Netflix's The Haunting of Hill House was a reimagining of the classic novel by Shirley Jackson, transporting the action into the modern day and focusing its horror narrative on one family's generational trauma. The follow-up series, The Haunting of Bly Manor, is also a psychological ghost story based on a book, although its source material is a little more varied than Hill House. Here's all the details you need to build a Bly Manor reading list.
The series is mainly based on Henry James's 1898 novella The Turn of the Screw, which has been adapted numerous times over the years—most notably by Jack Clayton in his acclaimed 1961 film The Innocents, and most recently by director Floria Sigismondi in this year's The Turning. The Turn of the Screw was initially published in serialized form by Collier's magazine between January and April of 1898. This was very common at the time, and it's the way a lot of iconic British fiction began, including Charles Dickens's first novel The Pickwick Papers and Arthur Conan Doyle's Sherlock Holmes stories.
The Turn of the Screw tells the story of a young, unnamed governess who arrives at a remote manor house in the English countryside, where she's taken a job caring for a newly orphaned brother and sister.
Although she's charmed by the idyllic, bucolic setting of the house and its sprawling grounds, the governess becomes increasingly unsettled as she starts experiencing strange visions and realizes the house is haunted. That synopsis broadly describes at least some of what happens in The Haunting of Bly Manor, although creator Mike Flanagan and his writing team expanded the story and characters significantly, adding a lot of new elements to create a rich nine-episode series.

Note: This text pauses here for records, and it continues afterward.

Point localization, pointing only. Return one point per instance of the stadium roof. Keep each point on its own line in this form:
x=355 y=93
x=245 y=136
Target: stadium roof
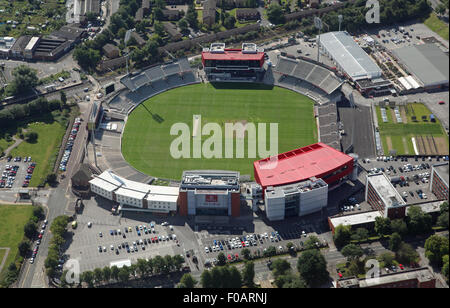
x=349 y=55
x=427 y=61
x=233 y=54
x=124 y=187
x=301 y=164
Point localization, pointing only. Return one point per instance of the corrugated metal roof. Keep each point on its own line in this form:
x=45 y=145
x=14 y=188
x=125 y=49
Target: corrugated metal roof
x=425 y=61
x=349 y=55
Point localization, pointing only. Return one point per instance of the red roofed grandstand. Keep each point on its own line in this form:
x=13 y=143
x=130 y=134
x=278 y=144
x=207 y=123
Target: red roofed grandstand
x=224 y=64
x=317 y=160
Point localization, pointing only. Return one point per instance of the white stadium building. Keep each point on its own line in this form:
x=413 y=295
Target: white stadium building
x=135 y=196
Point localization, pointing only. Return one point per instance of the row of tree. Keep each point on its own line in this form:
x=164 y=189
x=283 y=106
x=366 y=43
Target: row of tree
x=30 y=231
x=58 y=228
x=143 y=268
x=417 y=222
x=354 y=14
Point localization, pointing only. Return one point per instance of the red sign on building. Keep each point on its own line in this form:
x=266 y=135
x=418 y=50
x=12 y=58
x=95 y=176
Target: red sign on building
x=210 y=198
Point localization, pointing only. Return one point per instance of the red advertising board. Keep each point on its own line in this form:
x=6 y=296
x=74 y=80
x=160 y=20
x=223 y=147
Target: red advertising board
x=210 y=198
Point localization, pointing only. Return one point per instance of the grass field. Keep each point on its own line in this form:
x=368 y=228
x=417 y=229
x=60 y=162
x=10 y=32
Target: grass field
x=25 y=14
x=398 y=135
x=437 y=25
x=146 y=140
x=45 y=149
x=12 y=220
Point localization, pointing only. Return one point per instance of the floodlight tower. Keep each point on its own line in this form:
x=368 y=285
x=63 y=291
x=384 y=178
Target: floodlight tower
x=318 y=24
x=127 y=38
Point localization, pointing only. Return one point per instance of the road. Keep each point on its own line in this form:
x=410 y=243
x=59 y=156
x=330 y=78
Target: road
x=33 y=275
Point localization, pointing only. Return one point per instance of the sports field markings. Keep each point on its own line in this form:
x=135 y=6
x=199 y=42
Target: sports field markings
x=2 y=263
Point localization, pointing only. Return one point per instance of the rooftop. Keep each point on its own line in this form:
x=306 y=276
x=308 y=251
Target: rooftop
x=349 y=55
x=390 y=196
x=314 y=160
x=355 y=219
x=302 y=187
x=211 y=179
x=124 y=187
x=427 y=61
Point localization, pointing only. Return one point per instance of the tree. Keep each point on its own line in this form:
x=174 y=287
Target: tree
x=115 y=272
x=24 y=248
x=191 y=16
x=248 y=274
x=443 y=220
x=124 y=274
x=159 y=28
x=51 y=178
x=188 y=281
x=98 y=275
x=87 y=277
x=31 y=137
x=30 y=229
x=86 y=57
x=395 y=241
x=361 y=234
x=245 y=253
x=280 y=267
x=418 y=221
x=445 y=267
x=312 y=267
x=206 y=279
x=107 y=273
x=229 y=22
x=221 y=259
x=38 y=212
x=406 y=254
x=440 y=9
x=269 y=251
x=234 y=277
x=399 y=226
x=310 y=243
x=436 y=247
x=342 y=235
x=275 y=14
x=177 y=261
x=183 y=25
x=382 y=226
x=25 y=79
x=63 y=98
x=352 y=252
x=387 y=258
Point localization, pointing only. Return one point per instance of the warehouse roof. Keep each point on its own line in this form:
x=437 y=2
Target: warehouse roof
x=356 y=219
x=386 y=191
x=301 y=164
x=427 y=61
x=349 y=55
x=124 y=187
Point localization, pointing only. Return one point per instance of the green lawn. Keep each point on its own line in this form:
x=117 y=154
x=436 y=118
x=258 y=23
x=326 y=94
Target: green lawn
x=437 y=25
x=26 y=15
x=146 y=140
x=45 y=150
x=12 y=220
x=396 y=131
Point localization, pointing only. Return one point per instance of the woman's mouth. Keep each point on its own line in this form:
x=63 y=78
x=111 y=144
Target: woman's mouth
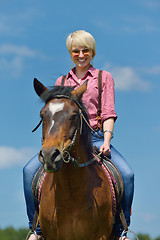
x=81 y=60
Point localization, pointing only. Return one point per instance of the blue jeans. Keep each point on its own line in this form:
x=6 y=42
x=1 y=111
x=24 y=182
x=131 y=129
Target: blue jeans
x=126 y=172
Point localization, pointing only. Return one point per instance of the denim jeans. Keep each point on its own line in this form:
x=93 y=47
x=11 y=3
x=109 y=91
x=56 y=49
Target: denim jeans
x=127 y=174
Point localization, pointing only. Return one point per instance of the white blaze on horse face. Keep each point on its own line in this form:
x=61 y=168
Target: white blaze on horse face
x=54 y=108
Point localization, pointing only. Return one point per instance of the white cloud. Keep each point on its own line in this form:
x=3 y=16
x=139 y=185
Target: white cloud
x=10 y=156
x=127 y=79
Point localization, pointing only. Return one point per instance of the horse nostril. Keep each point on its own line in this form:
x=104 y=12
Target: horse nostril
x=41 y=157
x=55 y=154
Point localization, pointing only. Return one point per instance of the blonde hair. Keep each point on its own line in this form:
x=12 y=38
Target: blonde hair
x=81 y=38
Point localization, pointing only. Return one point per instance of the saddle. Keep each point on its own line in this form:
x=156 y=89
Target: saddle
x=113 y=175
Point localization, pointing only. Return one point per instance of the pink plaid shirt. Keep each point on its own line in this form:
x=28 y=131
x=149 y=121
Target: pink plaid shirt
x=90 y=97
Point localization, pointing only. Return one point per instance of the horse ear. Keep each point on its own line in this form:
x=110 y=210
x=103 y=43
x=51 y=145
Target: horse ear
x=80 y=90
x=39 y=87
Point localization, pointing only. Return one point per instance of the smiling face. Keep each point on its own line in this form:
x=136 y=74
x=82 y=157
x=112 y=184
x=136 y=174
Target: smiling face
x=81 y=56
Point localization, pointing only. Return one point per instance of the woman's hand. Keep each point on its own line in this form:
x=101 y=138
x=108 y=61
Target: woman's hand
x=105 y=149
x=108 y=126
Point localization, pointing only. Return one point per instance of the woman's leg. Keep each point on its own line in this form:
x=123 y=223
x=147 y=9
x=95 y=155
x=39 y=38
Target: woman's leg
x=128 y=179
x=28 y=174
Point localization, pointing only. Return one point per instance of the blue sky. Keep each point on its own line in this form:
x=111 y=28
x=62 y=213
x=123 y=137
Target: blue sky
x=32 y=44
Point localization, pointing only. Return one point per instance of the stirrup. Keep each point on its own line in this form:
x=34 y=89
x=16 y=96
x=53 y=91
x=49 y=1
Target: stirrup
x=29 y=234
x=128 y=231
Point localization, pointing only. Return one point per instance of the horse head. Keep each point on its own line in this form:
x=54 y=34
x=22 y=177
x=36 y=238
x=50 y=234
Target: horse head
x=60 y=119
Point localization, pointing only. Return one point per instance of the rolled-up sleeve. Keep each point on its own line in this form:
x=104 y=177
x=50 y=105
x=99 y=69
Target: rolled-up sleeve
x=108 y=97
x=58 y=81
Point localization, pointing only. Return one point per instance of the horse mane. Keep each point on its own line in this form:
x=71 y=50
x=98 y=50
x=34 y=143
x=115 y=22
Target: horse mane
x=65 y=91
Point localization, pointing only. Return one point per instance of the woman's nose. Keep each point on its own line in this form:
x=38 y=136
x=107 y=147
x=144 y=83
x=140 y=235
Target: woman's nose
x=81 y=53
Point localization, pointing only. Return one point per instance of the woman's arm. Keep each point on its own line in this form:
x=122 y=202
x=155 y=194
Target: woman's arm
x=108 y=126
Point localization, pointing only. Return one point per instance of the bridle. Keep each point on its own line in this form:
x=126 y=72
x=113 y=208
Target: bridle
x=66 y=151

"The backbone of Turn of the Screw is about children who don’t have a family," Flanagan said on the Bly Manor set earlier this year. "I’m very drawn to stories of family and trauma, and this is kind of about an improvised family, a family that is pulling itself together. There is trauma, but it’s not that kind of existential trauma that we dealt with in the first season."

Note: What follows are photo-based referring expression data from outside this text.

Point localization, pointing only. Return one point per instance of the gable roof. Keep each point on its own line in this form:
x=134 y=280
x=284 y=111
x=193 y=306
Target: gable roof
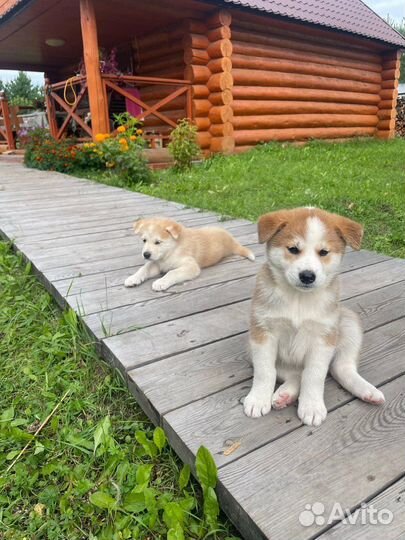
x=348 y=15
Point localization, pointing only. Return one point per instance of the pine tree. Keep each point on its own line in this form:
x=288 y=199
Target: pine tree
x=21 y=90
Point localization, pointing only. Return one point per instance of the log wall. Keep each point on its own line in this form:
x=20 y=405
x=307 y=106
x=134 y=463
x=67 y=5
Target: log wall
x=389 y=93
x=208 y=58
x=161 y=55
x=288 y=86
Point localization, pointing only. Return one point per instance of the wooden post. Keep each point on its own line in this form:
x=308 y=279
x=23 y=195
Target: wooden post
x=7 y=121
x=50 y=110
x=389 y=93
x=97 y=94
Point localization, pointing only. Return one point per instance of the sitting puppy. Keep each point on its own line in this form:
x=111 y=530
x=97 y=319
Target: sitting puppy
x=181 y=252
x=298 y=329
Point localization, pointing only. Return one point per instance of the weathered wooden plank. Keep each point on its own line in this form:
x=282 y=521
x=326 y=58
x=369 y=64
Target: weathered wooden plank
x=195 y=374
x=115 y=278
x=191 y=332
x=265 y=492
x=122 y=231
x=165 y=308
x=391 y=500
x=219 y=417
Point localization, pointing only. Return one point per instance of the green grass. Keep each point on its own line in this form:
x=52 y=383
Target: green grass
x=98 y=469
x=363 y=180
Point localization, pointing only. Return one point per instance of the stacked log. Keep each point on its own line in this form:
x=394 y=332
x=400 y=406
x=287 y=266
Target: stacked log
x=220 y=83
x=161 y=55
x=400 y=120
x=389 y=93
x=196 y=58
x=290 y=87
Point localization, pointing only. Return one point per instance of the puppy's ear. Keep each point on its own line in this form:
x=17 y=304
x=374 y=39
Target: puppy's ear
x=270 y=224
x=350 y=231
x=138 y=225
x=174 y=229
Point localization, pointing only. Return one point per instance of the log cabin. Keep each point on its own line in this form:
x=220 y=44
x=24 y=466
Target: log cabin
x=245 y=71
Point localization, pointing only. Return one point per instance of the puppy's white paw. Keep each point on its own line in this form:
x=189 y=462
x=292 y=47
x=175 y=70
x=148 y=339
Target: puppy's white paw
x=160 y=285
x=283 y=399
x=312 y=412
x=374 y=396
x=133 y=281
x=256 y=405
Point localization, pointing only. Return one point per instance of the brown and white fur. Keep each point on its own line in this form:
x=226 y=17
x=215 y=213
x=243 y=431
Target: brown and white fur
x=180 y=252
x=298 y=328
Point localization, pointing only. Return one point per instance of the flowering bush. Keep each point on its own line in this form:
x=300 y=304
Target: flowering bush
x=44 y=152
x=120 y=153
x=183 y=144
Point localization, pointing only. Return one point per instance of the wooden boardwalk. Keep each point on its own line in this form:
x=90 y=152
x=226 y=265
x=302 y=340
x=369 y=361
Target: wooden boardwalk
x=185 y=356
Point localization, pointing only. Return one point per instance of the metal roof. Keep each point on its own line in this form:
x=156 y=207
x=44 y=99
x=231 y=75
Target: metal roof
x=347 y=15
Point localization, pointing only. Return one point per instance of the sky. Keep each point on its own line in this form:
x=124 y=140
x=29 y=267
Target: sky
x=394 y=8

Flanagan & co. also drew on source material beyond The Turn of the Screw—in fact, there are references to numerous Henry James works in the show, and every episode is named after one of his short stories.
“One of the unique things about this season is that while we’re using The Turn of the Screw as kind of the backbone of it, we’re also digging into all of the other Henry James ghost stories,” Flanagan said. “Turn of the Screw’s been adapted so many times that it’s really hard to make that feel fresh, but once we opened it up to the rest of his work, and a lot of it that’s never been adapted, there’s just a lot more to pull from.”
Without spoiling anything specific about the season, there are a few James short stories that are particularly important to the story. One is The Romance of Certain Old Clothes, which tells the story of two sisters whose romantic rivalry spirals into otherworldly tragedy. Another is The Beast in the Jungle, which follows a man who is overwhelmed by a feeling of doom, certain that his life is fated to end in a catastrophe. And the third is The Jolly Corner, which centers on a man who returns to his childhood home and finds it haunted by his alter ego—a physical manifestation of the man he could have been if he had made different choices.
"You can really see the seeds that Henry James planted that then rippled throughout horror fiction," Flanagan said of digging back through the James canon for the new season. "Shirley Jackson was clearly inspired quite a bit by Henry James, and Stephen King was inspired by Shirley Jackson. It’s been really cool to go all the way back to the beginning, and be able to identify these threads that have been with the genre ever since."